"I knew that the man lied—on my soul, I knew it! But the opportunity he had given me of lowering your value in—in another's eyes was too tempting to resist. The man had told me——"

"In effect, that I was a confirmed and hopeless drunkard," said Saxham; "and, as it happens, he told the truth!" He added: "And what I was then I am now. There is no change in me, though once I thought it!"

"Saxham!... For God's sake, Saxham!" stuttered Julius. But Saxham, hunching his great shoulders, and lowering his square, black head, not at all unlike the savage bull of Lady Hannah Wrynche's apt comparison, went on:

"It is a drunken world we live in, Parson, for all our sham of abstinence and sobriety. But there are nice degrees and various grades in our drunkenness, as in our other vices, and the man who is a druggard despises the common drunkard; and the sippers of ether look down with infinite contempt—or, more ludicrous still, with tender, pitying sorrow, upon the toper and the slave of morphia and cocaine, and take no shame in seeing the oxygenated greyhound win the coursing-match and the oxygenated racehorse run for the Cup! A year or so, and the Transatlantic oxygen-outfit will be an indispensable equipment of the British athlete. Even to-day the professional footballer and cricketer, runner and swimmer, inhale oxygen as a preliminary to effort, and bring the false energy that is born of it to aid them in their trial tests of strength. The man who scales an Alpine summit winds himself up with a whiff or so; the orator, inspired by oxygen, astonishes the House of Commons or the Bar. And the actor, delirious with oxygen, rushes on the stage; and the clergyman, drunk on oxygen, mounts the pulpit to preach a Temperance sermon. And the Dop Doctor of Gueldersdorp prescribes palliatives for guinea-paying tipplers; and there is not an honest man to rise up and say: 'Physician, heal thyself!'"


The Windsor chair creaked under Saxham's heavy figure as he got up.
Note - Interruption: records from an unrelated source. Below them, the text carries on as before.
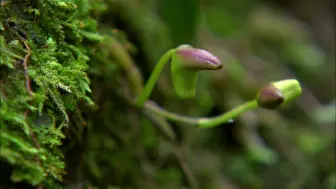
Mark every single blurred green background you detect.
[0,0,336,189]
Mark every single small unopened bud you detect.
[257,79,302,109]
[171,45,222,98]
[176,45,223,70]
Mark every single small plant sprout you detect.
[257,79,302,109]
[135,45,302,128]
[136,45,222,107]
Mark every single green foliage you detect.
[0,0,103,188]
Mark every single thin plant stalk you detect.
[145,100,258,128]
[135,49,176,107]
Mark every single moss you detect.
[0,0,103,188]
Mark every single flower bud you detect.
[176,45,223,70]
[171,45,222,98]
[257,79,302,109]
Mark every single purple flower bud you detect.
[176,45,223,70]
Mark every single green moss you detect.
[0,0,103,188]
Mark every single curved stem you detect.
[145,100,258,128]
[135,49,175,107]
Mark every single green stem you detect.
[135,49,175,107]
[145,100,258,128]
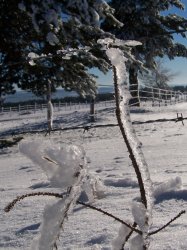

His fierce blue eyes blazed in their sunken caves as he took his hat and stick from the table.

"What more have you to 'confess'? You did not wrong me. Moralists would say that you acted conscientiously—played the part of a true friend in telling—her—what you knew!"

"Of my benefactor—the man who had saved my life!" Julius moistened his dry lips. "Your approving moralist would be the devil's advocate. But I have not forgotten what your own opinion is of the man who tries to enhance his own virtues in a woman's eyes by pointing out the vices of a rival. And, if you will believe me, I was punished for the attempt. Her look of surprise ... the tone in which she said, 'Did he not save your life?' that was enough!... Then I—I lost my head, and told her that I loved her—entreated her to be my wife, only to learn that she never had—never could——" Julius's thin white fingers knotted themselves painfully at the back of his stooped head, and his voice came in jerks between his gritted teeth: "It was revolting to her—a girl reared among nuns in a Catholic Convent—that a man calling himself a priest should speak to her of love. There was absolute horror in her look as she learned the truth." He groaned. "I have never met her eyes since that day without seeing—or imagining I saw—some reflection of that horror in them!"

"Why torture yourself uselessly with imaginations?" said Saxham, not unkindly.

He was at the door, upon the threshold of departure, when Julius stopped him.